I prefer to believe that Adam and Eve were a real couple in history who lived in Mesopotamia, among a larger population of people, perhaps around 6,000 B.C. … Thriving cities existed when Adam and Eve lived. Art, trade, tools, language, and farming were familiar to their contemporaries. … In the fullness of time, God called two people, Adam and Eve, into a special covenantal relationship with himself, and into a one-flesh unity with each other.
Let’s take these one by one. Around 6000 B.C., Mesopotamia was likely the most populous place on Earth. You mention a thriving culture already in existence when Adam and Eve were called into covenantal relationship with God. However, this misses the point of Gen. 4.17-25, which is to show ordinary people as imago Dei founding cities and advancing culture. This is a deliberate contrast with Mesopotamian ideology, which gave the king, as imago Dei, the sole credit and responsibility for cultural advancement. (See Middleton, The Liberating Image.) Furthermore, by 6000 B.C. people already had been living in tents, raising livestock, and playing stringed instruments and pipes (4.20-21) for thousands of years, although working bronze and iron were still a few thousand years away. If you want to consider this portion of Genesis as historical narrative, then the history is wrong whether you date it 200,000 years ago or 6,000 years ago.
On the “special covenantal relationship,” where do you see evidence of a covenant in Gen. 2-3? Honestly, I am (mostly) Reformed in my theology, but if there is a covenant between God and “the man” in the garden, I see no evidence of it. Personally, I think covenant theologians wished it into existence just to make everything nice and symmetrical. haha.
On the “one-flesh unity,” this creates even bigger historical headaches than the cultural advances of Genesis 4. Marriage, as a social contract, existed long before 6000 B.C. In fact, Terrence Deacon proposes in The Symbolic Species that “marriage” – understood as a social contract regulating sex in multi-male/multi-female groups – was one of the driving forces in the evolution of human sociality and symbolic reference. Another way of putting this is that “marriage” has been a feature of human culture since the dawn of mankind, which is where Genesis 2 locates it. Marriage was not instituted by God in 6000 B.C.

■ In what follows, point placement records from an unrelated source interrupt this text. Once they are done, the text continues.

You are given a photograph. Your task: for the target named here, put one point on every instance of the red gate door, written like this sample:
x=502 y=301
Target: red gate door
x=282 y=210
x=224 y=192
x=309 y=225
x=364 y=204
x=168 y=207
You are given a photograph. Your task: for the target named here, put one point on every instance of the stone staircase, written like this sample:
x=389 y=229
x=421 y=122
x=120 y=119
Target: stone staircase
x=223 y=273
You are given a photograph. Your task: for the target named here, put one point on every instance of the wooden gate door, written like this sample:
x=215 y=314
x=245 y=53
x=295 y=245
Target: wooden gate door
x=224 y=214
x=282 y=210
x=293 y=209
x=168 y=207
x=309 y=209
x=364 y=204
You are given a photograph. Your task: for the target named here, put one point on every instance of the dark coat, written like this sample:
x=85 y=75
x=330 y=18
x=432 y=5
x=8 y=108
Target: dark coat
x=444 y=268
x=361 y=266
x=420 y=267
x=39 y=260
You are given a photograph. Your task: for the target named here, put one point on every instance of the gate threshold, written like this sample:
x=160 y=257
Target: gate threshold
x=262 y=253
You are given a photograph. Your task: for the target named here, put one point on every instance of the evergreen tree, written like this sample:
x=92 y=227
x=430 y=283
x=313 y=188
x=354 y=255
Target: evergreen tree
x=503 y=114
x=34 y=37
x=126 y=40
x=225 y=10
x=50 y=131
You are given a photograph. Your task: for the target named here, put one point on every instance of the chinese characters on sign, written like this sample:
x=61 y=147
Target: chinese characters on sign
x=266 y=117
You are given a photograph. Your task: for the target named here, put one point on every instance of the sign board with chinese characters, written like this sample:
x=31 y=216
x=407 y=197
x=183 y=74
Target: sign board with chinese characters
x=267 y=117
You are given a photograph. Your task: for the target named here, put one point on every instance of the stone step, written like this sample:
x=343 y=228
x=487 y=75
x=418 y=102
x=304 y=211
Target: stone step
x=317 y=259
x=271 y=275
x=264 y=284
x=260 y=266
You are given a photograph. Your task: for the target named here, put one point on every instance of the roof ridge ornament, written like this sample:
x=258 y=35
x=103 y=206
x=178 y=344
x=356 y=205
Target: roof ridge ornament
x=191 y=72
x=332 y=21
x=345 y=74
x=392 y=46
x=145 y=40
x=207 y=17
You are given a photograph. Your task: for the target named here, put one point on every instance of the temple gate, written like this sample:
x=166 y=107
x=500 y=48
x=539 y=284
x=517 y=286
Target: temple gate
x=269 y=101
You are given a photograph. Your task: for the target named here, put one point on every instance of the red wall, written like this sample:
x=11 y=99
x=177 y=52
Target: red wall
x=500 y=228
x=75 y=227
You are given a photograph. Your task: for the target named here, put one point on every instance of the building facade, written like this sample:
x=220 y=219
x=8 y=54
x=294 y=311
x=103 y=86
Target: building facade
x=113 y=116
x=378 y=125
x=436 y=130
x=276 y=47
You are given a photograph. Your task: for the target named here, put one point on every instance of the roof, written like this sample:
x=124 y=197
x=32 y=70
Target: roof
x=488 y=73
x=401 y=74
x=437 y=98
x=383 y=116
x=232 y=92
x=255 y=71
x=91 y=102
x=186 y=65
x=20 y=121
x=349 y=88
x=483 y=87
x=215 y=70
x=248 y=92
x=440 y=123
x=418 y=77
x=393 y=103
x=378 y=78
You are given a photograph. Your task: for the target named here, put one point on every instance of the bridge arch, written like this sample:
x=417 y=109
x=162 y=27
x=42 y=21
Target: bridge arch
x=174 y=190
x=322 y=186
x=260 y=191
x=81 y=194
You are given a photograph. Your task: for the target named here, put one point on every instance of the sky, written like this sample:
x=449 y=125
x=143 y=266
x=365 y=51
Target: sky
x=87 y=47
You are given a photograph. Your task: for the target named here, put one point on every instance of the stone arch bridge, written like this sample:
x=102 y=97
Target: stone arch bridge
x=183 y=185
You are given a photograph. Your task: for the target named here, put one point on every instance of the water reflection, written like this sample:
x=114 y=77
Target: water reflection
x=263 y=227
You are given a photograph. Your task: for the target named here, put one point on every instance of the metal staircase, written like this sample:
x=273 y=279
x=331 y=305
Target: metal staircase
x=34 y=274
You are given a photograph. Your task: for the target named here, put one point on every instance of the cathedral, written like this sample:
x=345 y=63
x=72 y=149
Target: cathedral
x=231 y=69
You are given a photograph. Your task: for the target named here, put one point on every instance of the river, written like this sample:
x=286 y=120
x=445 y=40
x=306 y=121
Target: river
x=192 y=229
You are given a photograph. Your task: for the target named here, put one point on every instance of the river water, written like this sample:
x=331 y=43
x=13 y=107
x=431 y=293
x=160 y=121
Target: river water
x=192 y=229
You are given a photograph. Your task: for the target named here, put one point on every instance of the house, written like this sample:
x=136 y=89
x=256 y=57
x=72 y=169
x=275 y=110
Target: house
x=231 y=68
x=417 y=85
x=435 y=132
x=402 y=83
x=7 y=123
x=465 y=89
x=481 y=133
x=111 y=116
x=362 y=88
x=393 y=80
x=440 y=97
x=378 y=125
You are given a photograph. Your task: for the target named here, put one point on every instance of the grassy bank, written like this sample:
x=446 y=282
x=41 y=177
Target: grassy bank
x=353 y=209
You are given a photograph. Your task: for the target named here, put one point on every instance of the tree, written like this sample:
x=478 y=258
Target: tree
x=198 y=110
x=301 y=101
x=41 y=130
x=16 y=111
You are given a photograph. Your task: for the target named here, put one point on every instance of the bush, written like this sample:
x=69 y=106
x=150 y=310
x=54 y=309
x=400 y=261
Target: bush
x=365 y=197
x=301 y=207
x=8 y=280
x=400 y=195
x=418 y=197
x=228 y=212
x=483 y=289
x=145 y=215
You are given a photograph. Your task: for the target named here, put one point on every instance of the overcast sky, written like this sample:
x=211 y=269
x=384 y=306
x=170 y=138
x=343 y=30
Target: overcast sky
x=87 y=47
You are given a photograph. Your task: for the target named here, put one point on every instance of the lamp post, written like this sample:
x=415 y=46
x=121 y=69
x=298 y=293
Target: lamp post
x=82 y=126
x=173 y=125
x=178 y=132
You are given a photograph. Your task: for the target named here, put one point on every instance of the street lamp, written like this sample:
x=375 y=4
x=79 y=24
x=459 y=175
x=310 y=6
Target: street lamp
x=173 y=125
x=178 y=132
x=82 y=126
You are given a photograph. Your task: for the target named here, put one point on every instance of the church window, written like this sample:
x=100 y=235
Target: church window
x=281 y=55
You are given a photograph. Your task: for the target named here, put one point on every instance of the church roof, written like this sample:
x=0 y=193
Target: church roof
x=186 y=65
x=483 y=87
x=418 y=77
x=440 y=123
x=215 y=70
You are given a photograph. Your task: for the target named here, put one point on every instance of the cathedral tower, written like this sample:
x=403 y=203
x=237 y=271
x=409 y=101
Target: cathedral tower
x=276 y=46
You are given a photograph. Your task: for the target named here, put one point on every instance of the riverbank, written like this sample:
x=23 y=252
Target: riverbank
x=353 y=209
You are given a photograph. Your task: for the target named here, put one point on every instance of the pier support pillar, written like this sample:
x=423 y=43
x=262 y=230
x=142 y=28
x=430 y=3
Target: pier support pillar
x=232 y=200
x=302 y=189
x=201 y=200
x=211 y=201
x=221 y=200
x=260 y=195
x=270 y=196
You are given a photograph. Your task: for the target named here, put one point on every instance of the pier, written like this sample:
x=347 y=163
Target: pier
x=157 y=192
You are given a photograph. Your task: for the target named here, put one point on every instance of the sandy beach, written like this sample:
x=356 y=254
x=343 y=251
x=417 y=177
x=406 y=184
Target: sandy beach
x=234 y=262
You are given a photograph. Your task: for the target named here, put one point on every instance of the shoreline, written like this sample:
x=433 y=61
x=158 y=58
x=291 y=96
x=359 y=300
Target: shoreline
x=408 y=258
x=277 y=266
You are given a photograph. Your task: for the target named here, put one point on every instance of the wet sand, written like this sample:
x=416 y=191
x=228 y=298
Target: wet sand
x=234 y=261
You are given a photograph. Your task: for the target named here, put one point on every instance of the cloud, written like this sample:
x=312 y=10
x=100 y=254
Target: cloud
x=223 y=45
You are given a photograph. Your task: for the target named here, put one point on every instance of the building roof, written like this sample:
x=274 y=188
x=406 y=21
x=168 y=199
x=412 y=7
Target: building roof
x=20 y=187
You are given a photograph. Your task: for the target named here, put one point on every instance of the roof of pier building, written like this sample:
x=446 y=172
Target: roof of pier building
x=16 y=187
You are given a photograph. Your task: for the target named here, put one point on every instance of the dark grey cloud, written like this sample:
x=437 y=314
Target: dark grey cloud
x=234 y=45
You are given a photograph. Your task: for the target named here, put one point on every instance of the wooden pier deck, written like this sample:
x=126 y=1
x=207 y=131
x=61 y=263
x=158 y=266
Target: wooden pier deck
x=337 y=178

They were selves, free to obey or rebel. He gave them rules and consequences for breaking those rules. And they chose, in their freedom, to rebel. Whether or not there was an actual piece of fruit involved is interesting but beside the point: they were after what it represented—knowledge of good and evil.
How do you define “knowledge of good and evil”? What knowledge did Adam and Eve gain that their contemporaries in 6000 B.C. did not possess, other than knowledge of God?
One reason I don’t believe Adam and Eve were the sole progenitors of all humanity is because the Bible itself gives hints that there were other people around when Adam and Eve lived.
Try this one on for size: If ha’adam is a literary archetype, then “the man” represents both the individual and all of mankind, so of course there were other people around! All of humanity is taken up in the symbol.